"Stop standing there Bill! Want me to help? But if I do I hope you know I won't go easy on ya!" He smiled

"I'll do it," I say with a cold expression looking over to Tom one last time with both my eyes

I reach for my face then hover my hand over my left eye before digging into it, Wincing as I felt the wetness of my eyeball I was now holding it as it was still intact to my face the second I start to grip it harder everything goes black for my left eye I slowly pull it out hearing the noises of blood and my veins filling my ears blood seeping out and covering my entire face and hands as I pull it out the string is still attached I finally do one last pull detaching my eye completely.

"Shit-" I muttered

It falls to my hand almost slipping off it rolls around a bit before the bad man yanks it out of my hands letting it fall to his hands.

blood gushed out my missing eye, pain filling my body everywhere.

I watch as he lets my eye drop to the ground stomping on it

"My eye.."

Before he leaves he says " What a waste"

Tom ran over to me the second he left he cried for me his whole body was shaking with fear, Still only with one eye all you could see through my right eye was revenge and it was burning through my blood now even worse than before.

the blood stopped but now I was left with a gash on my face

I got up and walked Tom followed.

"Why didn't you take it, Bill? Why didn't you kill him?"

"I would rather be struck with the knife than curse others anytime I feel hungry"

"How are you planning on explaining this?" Tom asked

"fireworks I guess" I sighed

———-

Deep in the woods, we had a doctor who was able to cure any of our injuries me and tom walked there for about an hour till we arrived

"Oh- OH" The old lady gasped at my appearance

I lay down on the sofa as she cures my eye closing it up

she gave me the mirror this was the first time I was seeing myself, my left eye was now gone my eyelid was what I had left it remained opened still blinking but all that I could see was red flesh to where my eyeball was supposed to go I looked absolutely hideous


I thank her, giving her money, and right after me and Tom leave

TOMS POV

How can I erase my own memories, if I bite myself will I forget it all? Will I forget the sounds the sight of Bill taking out his own eye while I stand frozen not being able to do anything?

Everything about it made my skin crawl what scared me more was how calm Bill was he didn't seem any bit of scared and not even now he was still careless not showing any emotion now as he's half blind

we get home and he quietly walks up to his room closing the door behind himself

I don't burden him anymore, but in truth, it was because I couldn't see him like that it would bring back the memory of it for me.

his small screams as he hurt himself just for the bad man only to avoid getting the ability

only to avoid revenge

BILLS POV

Violets curtains weren't covering the window this night, I watch as she cried and cried in her bed

"Who are you to me Bill" she cried

What could happen if I became hers again? I would die for her if it meant protecting her, the longer she stays away from me the more uneasy I feel because who is protecting Violet from this town and its dangerous monsters.

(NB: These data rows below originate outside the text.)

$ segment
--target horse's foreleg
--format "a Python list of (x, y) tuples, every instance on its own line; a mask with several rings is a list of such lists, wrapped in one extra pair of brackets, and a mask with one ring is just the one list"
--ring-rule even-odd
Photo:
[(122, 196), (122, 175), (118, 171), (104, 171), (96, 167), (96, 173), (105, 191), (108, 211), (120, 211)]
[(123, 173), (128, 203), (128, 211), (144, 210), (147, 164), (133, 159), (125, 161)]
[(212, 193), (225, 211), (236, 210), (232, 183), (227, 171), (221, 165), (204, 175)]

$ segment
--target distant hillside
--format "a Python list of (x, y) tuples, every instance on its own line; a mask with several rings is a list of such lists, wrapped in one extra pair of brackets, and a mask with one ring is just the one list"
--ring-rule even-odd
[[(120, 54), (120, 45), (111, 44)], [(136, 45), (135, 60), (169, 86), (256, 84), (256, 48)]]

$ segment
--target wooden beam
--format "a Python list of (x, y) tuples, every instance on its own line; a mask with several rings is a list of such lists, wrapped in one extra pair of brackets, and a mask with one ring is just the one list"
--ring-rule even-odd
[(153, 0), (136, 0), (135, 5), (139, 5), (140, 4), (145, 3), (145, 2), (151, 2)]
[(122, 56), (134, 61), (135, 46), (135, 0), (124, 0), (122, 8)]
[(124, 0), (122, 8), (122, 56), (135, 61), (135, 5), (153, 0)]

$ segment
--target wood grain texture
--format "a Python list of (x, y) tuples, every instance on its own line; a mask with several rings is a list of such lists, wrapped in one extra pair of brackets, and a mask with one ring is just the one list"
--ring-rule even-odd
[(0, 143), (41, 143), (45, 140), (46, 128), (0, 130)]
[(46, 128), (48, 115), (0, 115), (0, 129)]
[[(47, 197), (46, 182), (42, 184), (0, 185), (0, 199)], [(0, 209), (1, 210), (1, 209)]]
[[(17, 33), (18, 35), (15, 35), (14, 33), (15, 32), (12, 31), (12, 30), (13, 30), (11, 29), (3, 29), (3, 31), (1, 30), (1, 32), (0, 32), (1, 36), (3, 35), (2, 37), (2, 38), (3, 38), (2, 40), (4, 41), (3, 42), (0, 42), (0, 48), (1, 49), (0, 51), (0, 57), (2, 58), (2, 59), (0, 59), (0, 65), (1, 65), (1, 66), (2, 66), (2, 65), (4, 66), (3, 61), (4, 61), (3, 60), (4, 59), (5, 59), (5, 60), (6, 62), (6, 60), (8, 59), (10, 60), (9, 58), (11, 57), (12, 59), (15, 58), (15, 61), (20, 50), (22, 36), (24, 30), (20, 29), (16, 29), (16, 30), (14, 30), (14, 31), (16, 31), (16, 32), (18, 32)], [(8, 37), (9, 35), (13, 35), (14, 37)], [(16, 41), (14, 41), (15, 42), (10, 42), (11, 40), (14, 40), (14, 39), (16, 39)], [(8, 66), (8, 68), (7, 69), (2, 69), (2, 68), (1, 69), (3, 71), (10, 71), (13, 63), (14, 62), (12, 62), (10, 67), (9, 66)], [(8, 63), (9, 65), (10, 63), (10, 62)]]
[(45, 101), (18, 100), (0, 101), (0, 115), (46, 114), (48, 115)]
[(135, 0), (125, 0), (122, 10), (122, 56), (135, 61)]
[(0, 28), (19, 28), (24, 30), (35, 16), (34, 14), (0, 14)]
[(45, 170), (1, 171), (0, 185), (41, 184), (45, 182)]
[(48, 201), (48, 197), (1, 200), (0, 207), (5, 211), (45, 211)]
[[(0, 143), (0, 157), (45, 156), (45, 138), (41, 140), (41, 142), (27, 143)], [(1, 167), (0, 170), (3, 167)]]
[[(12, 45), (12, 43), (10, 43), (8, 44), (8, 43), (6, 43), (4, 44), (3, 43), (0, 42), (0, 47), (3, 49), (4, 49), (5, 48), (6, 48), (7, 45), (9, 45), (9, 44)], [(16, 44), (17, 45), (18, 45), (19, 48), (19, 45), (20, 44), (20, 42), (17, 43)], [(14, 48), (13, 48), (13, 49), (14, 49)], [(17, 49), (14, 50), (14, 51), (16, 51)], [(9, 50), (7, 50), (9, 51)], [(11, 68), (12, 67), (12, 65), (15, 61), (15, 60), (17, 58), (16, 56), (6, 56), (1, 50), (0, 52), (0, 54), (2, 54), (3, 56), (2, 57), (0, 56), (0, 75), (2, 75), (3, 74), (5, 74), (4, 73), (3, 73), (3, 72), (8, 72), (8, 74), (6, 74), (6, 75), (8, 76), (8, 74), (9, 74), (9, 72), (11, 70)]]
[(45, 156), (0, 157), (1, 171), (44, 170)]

I walk over to the bathroom I put my hand over my left eyelid opening it slightly to see the flesh of where my eye used to be.

I slammed my fist into the mirror out of frustration, what am I seeking for why can't I long for peace why do I long for revenge but why do I also long for her what do I want?

Blood gushed through my fists as I pulled the glass shards out of my hand.

My head lifts from my hand as I turn over to my window smelling another scent of blood that isn't mine, it's hers... Violet

Why can't I do anything? Why can't I save her?

what I would do Violet
what I would do to have you again but all you would see now is a hideous face
my hideous face
you'll never love me again you'll never kiss me again

You'll never have those memories of our love, the love I gave you ever again, You'll never know how much I cared about you.